Öğüdümü can-ü gönülden dinleyin... Sakın ola ki,
onlardan birini avlayıp yemeye kalkışmayın. Anaları pusudadır,
feryad-ı figân ederek , hortumundan duman ve ateşler saçarak , yüz
fersah dahi olsa yol alarak yavrularını ararlar. Çok
merhametlidirler onlara karşı. Otlara, yapraklara razı olun yemek için,
lâkin , fil yavrularını avlamayı aklınızın ucundan bile geçirmeyin.

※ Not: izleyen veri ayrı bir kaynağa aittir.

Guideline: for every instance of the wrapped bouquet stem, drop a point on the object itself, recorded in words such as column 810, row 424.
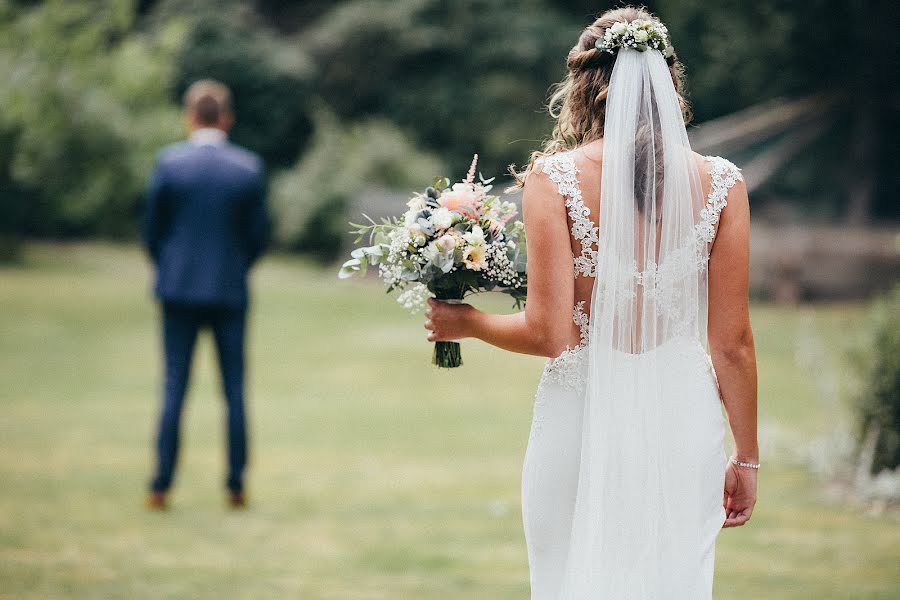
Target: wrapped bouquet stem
column 452, row 241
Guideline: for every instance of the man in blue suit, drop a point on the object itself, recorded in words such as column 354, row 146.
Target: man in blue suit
column 204, row 228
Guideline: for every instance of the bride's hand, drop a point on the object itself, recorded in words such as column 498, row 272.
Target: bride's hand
column 740, row 494
column 448, row 322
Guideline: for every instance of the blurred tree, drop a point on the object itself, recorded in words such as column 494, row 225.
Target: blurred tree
column 312, row 199
column 83, row 111
column 92, row 90
column 461, row 77
column 878, row 402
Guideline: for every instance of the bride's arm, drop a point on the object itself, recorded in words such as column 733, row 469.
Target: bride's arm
column 545, row 326
column 732, row 350
column 730, row 336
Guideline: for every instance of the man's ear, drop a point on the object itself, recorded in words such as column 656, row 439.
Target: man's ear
column 226, row 121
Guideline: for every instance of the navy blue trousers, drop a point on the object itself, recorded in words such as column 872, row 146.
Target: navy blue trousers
column 181, row 324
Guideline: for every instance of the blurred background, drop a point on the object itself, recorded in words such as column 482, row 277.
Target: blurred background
column 374, row 476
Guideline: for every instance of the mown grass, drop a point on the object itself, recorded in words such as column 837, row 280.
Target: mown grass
column 373, row 476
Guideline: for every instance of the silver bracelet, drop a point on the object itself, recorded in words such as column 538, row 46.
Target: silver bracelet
column 739, row 463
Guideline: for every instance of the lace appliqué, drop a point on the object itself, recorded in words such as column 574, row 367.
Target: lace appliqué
column 723, row 177
column 569, row 368
column 661, row 282
column 562, row 171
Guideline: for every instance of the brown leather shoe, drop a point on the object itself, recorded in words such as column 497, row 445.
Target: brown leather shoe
column 157, row 501
column 237, row 500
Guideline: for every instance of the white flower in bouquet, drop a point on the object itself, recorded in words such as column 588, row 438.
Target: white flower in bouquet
column 442, row 218
column 453, row 240
column 474, row 257
column 475, row 237
column 447, row 242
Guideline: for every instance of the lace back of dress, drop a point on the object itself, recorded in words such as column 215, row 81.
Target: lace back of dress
column 647, row 313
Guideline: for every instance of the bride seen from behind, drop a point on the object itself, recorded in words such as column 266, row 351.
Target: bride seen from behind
column 638, row 260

Perişan olursunuz yoksa!.. Tamah yolunuzu kesmesin, kanaatkâr olun.
Boynumun borcunu ödedim size karşı. Gayri varın gideceğiniz yere
hayırla gidin , dedi, uğurladı onları.
Yavrum;
velîlerde Hakk çocuklarıdır!.. Allah onların ahvalinden haberdardır,
mallarını da korur canlarını da. Onun için der ki: “ Veliler
benim çocuklarımdır, gariplikler âlemindedirler, eşleri yoktur!..

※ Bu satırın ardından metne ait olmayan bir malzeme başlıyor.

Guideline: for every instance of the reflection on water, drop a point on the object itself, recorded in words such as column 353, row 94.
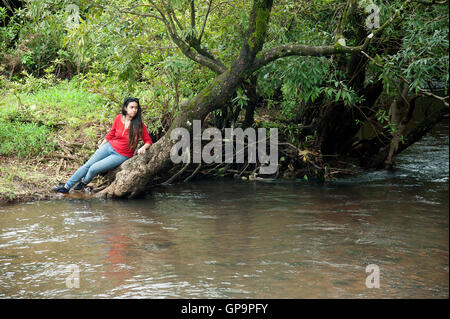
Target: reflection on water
column 233, row 239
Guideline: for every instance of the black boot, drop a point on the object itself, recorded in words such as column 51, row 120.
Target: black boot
column 80, row 186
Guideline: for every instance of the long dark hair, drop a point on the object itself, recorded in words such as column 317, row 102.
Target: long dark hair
column 135, row 129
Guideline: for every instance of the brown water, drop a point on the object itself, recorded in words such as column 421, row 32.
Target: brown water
column 233, row 239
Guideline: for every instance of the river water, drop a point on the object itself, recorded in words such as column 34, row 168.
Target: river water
column 232, row 239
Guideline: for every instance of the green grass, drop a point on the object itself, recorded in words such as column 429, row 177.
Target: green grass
column 65, row 103
column 25, row 139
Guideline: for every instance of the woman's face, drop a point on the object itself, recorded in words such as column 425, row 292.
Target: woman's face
column 131, row 109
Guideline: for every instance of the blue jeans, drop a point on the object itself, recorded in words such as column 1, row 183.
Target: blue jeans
column 105, row 158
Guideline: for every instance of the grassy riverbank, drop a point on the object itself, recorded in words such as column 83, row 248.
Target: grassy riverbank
column 46, row 131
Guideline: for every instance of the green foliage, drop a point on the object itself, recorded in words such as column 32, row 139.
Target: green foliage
column 25, row 139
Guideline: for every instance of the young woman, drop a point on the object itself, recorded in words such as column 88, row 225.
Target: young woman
column 118, row 146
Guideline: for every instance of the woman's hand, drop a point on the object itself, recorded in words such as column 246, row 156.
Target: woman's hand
column 143, row 149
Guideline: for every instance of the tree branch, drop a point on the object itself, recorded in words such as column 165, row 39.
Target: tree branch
column 420, row 90
column 305, row 50
column 192, row 15
column 204, row 22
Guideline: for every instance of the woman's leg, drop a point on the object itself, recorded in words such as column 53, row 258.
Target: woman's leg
column 99, row 154
column 110, row 162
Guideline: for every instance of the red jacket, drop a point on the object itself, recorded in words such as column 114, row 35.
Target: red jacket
column 118, row 137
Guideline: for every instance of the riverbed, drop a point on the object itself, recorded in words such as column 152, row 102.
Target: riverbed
column 236, row 239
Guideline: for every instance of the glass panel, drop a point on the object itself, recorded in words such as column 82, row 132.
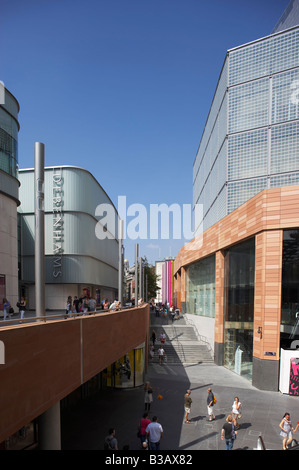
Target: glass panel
column 128, row 371
column 289, row 328
column 239, row 308
column 201, row 288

Halkı imtihan için hor ve hakir görünürler, lâkin, dostları da
benim, arkadaşları da... Korumamdadırlar. Binlerce kişi arasında
yüz binlerce gibidirler, fakat yine de hepsi bir vücuttur...”
Öyle
olmasaydı; tek Musa, bir sopa ile Firavunu alt edebilir miydi?..
Öyle
olmasaydı; Nuh, bir beddua ile alemi sulara gark edebilir miydi?..
Öyle
olmasaydı;
Lût,
zalimlerin şehirlerini yere batırabilir miydi?..
Yolda
açlıkları, susuzlukları arttıkça arttı, dayanılmaz bir hale
geldi. Ansızın yeni doğmuş bir fil yavrusu gördüler. Aç kurtlar
gibi üşüşüp yakaladılar, kebap edip yediler. Yoldaşlarından
biri öğüt vermek istedi arkadaşlarına, bilginin sözlerini hatırlatmak
istedi ama nafile... açlıktan hiç bir şey dinleyecek durumda değillerdi.

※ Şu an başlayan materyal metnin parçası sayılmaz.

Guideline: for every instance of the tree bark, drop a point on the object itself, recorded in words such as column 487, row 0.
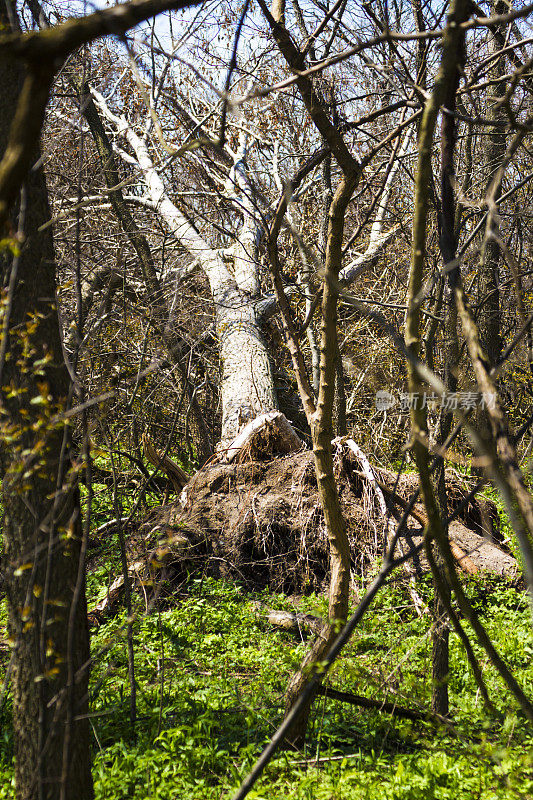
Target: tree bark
column 44, row 574
column 493, row 155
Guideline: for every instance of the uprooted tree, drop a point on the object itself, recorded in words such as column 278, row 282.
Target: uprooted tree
column 237, row 211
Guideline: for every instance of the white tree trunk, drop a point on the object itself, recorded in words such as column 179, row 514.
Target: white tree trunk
column 247, row 381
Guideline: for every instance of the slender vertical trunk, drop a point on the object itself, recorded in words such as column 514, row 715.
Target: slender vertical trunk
column 493, row 154
column 44, row 574
column 434, row 490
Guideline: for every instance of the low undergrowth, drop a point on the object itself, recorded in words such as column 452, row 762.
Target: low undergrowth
column 211, row 676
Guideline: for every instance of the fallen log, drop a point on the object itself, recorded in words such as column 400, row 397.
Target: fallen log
column 291, row 622
column 383, row 705
column 271, row 432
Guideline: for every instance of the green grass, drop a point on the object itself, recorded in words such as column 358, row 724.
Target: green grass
column 211, row 678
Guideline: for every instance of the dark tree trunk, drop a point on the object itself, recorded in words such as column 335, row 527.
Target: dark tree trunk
column 44, row 577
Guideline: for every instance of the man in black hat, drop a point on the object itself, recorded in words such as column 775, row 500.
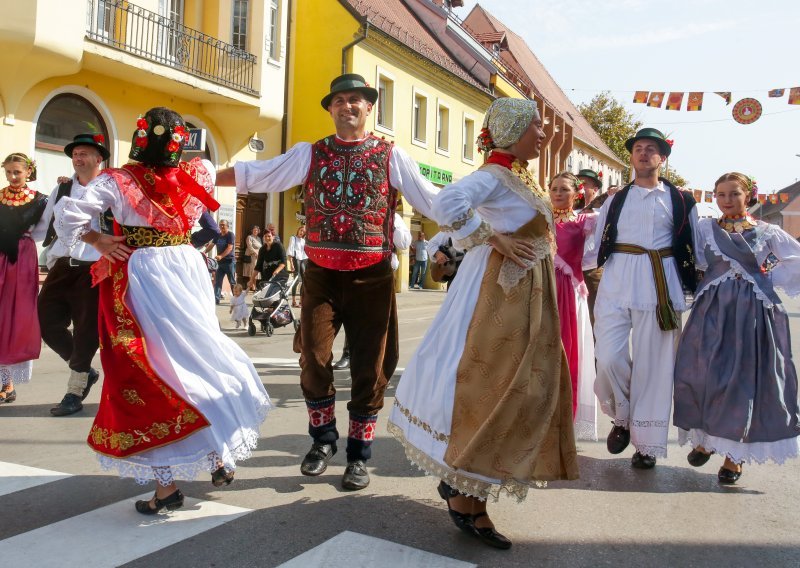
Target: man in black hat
column 351, row 182
column 67, row 296
column 645, row 241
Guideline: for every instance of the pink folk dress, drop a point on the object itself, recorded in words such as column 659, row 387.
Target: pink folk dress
column 573, row 309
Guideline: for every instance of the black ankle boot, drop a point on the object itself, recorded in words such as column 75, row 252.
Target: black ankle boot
column 170, row 502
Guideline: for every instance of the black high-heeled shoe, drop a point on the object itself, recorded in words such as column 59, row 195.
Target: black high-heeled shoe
column 170, row 502
column 489, row 535
column 221, row 477
column 462, row 520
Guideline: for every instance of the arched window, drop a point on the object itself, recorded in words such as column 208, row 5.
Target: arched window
column 63, row 118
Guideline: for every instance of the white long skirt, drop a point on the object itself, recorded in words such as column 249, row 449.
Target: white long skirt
column 171, row 296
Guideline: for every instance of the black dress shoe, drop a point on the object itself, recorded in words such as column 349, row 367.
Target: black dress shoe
column 697, row 458
column 93, row 377
column 462, row 520
column 170, row 502
column 618, row 439
column 317, row 458
column 70, row 404
column 642, row 461
column 221, row 477
column 728, row 477
column 355, row 476
column 490, row 536
column 343, row 363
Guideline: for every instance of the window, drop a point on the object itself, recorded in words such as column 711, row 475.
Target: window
column 272, row 43
column 239, row 25
column 385, row 115
column 443, row 128
column 469, row 139
column 419, row 127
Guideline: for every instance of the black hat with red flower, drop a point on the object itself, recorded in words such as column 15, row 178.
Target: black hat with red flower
column 94, row 140
column 159, row 138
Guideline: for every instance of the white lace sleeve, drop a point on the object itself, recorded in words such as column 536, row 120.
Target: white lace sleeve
column 455, row 208
column 275, row 175
column 786, row 274
column 404, row 175
column 73, row 217
column 401, row 239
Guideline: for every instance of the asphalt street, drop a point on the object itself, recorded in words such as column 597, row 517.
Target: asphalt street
column 59, row 508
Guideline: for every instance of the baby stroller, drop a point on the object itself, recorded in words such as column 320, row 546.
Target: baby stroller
column 271, row 306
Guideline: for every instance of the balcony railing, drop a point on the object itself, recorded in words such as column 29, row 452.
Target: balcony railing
column 157, row 38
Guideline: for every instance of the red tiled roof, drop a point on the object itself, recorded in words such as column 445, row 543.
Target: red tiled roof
column 522, row 61
column 393, row 18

Ama kendisi yemedi, bütün açlığına rağmen tuttu verilen
tembihatları. Açlıktan gözlerine uyku girmezken, karınları fil
yavrusu kebabı ile tıka basa doyan arkadaşları, rahatlamanın
verdiği ağırlıkla çoktan dalmışlardı uykuya. Kızgın bir fil
çıkageldi birden bire. Ağzını kokladı üç kere, ama ondan kötü
bir koku almadı, dokunmadan geçti. Uyuyanların hepsinin ağızlarını
sırasıyla kokladı, hepsinden de koku aldı. Yavrusunu kebap edip
yiyenleri parçalayarak öldürdü hemencecik.